Le secteur des Business Schools ou Ecoles de Management présente différentes particularités qui l’ont amené à se structurer et à évoluer de façon spécifique ces dernières années. L’évolution du modèle économique (basé sur des frais de scolarité payants mais relativement faible par rapport aux frais des institutions internationales, subventions, taxe d’apprentissage et soutient des CCI de tutelle …) et du modèle académique (historiquement basé sur un « pragmatisme managérial » en lien avec les entreprises, futures recruteuses de diplômés, et maintenant de plus en plus basé sur une approche articulée autour de la recherche) a permis d’une part de légitimer l’activité académique dans la société et dans les milieux de l’enseignement supérieur en particulier, d’autre part de développer de la visibilité internationale via entre autre les classements. En particulier, la dynamique de coopération/affrontement (coopétition) entre établissements s’est parfois exprimée sous différentes formes de fusions (SKEMA, KEDGE, NEOMA) ou d’alliances (AUDENCIA, Centrale par exemple). Différents types de stratégie d’alliance sont apparues : additive (banque de concours, fusion…) ou complémentaire (coopération entre école pour concevoir de nouveaux programmes ou développer de la recherche), mono point (banque Atout+3) ou multipoint (fusion d’écoles comme Skema ou coopération comme ESC Dijon et Oxford Brooks), plus ou moins durables dans le temps.

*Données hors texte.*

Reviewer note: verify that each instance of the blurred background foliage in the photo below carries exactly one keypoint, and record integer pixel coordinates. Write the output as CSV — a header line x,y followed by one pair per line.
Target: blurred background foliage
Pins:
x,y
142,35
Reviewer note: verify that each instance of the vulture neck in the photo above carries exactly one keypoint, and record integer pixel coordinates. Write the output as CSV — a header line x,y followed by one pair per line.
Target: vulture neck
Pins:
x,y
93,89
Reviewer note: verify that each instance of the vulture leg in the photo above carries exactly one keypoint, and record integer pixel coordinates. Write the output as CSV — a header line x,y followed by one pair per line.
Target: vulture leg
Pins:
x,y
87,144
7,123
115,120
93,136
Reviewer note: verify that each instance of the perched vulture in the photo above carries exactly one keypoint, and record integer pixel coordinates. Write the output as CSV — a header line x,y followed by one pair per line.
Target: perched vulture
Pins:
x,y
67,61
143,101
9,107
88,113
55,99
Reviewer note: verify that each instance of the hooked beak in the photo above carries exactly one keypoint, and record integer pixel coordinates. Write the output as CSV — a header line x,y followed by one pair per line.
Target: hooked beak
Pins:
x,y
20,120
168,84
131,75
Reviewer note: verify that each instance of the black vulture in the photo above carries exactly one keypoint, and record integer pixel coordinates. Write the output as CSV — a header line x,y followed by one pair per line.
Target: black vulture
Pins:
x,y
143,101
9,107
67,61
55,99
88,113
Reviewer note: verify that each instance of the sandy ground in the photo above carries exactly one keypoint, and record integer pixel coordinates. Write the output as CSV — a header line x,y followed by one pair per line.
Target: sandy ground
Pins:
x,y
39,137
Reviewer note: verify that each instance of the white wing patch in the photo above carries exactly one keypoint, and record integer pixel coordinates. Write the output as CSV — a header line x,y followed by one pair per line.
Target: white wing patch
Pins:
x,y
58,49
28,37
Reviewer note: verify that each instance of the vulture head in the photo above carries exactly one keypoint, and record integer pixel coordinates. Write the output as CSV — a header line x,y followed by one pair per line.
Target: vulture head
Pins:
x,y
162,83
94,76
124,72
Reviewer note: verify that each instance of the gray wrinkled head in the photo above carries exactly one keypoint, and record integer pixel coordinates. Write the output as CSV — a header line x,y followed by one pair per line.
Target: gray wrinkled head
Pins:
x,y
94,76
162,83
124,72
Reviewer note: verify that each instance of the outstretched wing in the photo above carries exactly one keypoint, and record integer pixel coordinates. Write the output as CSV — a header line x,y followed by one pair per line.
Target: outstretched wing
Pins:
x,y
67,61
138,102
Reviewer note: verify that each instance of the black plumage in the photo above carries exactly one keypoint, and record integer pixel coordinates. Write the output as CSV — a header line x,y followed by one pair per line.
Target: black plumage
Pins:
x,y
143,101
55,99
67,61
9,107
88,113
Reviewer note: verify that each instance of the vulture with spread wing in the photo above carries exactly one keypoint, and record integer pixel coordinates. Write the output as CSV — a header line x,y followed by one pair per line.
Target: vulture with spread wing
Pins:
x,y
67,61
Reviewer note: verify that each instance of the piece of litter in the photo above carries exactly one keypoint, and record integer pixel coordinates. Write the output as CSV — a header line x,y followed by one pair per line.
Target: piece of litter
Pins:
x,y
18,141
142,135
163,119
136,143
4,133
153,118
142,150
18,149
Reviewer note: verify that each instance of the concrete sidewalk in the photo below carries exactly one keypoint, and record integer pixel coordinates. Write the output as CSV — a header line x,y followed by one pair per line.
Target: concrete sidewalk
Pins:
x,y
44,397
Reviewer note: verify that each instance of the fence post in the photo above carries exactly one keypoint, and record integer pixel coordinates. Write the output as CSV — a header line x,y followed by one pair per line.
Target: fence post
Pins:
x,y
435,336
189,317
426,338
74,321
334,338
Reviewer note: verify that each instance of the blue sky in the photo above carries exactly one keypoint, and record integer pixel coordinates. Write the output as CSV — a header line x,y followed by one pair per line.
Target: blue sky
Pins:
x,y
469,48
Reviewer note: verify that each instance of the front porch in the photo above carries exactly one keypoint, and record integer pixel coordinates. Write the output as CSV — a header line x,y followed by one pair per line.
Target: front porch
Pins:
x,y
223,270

L’objectif de cette communication est d’apprécier la mesure dans laquelle le corpus stratégique et les expériences passées d’alliances entre écoles permettent d’anticiper sur le devenir de coopération motivée par la digitalisation de la pédagogie. En effet, il apparaît que des établissements concurrents utilisent parfois les mêmes fournisseurs d’outils pédagogiques (ENT, moodle…) tandis que différents campus d’une même école utilisent quelques fois des fournisseurs différents. L’article apporte une réflexion originale relative à la thématique de la transformation des modèles d’affaires des établissements de l’enseignement supérieur.
Le corpus
La coopération peut être définie comme un comportement concerté ayant pour motif d’améliorer la position relative de ses auteurs ou d’aménager le contexte de leur action (Koenig, 1990). Les alliances stratégiques sont des associations entre plusieurs entreprises indépendantes qui choisissent de mener à bien un projet pour une activité spécifique en coordonnant les compétences, moyens et ressources nécessaires plutôt que soit de mettre en œuvre ce projet ou activité de manière autonome, en supportant seules les risques et en affrontant seules la concurrence ; soit de fusionner entre elles ou de procéder à des cessions ou acquisitions d’activités (Garette & Dussauge, 1996). La dynamique de coopération est supposée être impactée par différents événements durant la relation entre les parties prenantes. La littérature retient en général deux axes d’analyse ; les conditions initiales d’une alliance et le management de celle-ci. Les étapes de la phase initiale sont les suivantes :
- Les objectifs stratégiques de l’alliance
- Le degré de recouvrement des activités de chacun des partenaires
- Le statut juridique
- Le profil des parties prenantes
- Leur capacité à vivre et animer la coopération
Les variables managériales de la stratégie de coopétition sont à notre sens en mesure d’expliquer l’évolution d’une coopération, autour de la digitalisation. Deux éléments nous semblent essentiels : la question de la confiance et la qualité relationnelle entre les parties.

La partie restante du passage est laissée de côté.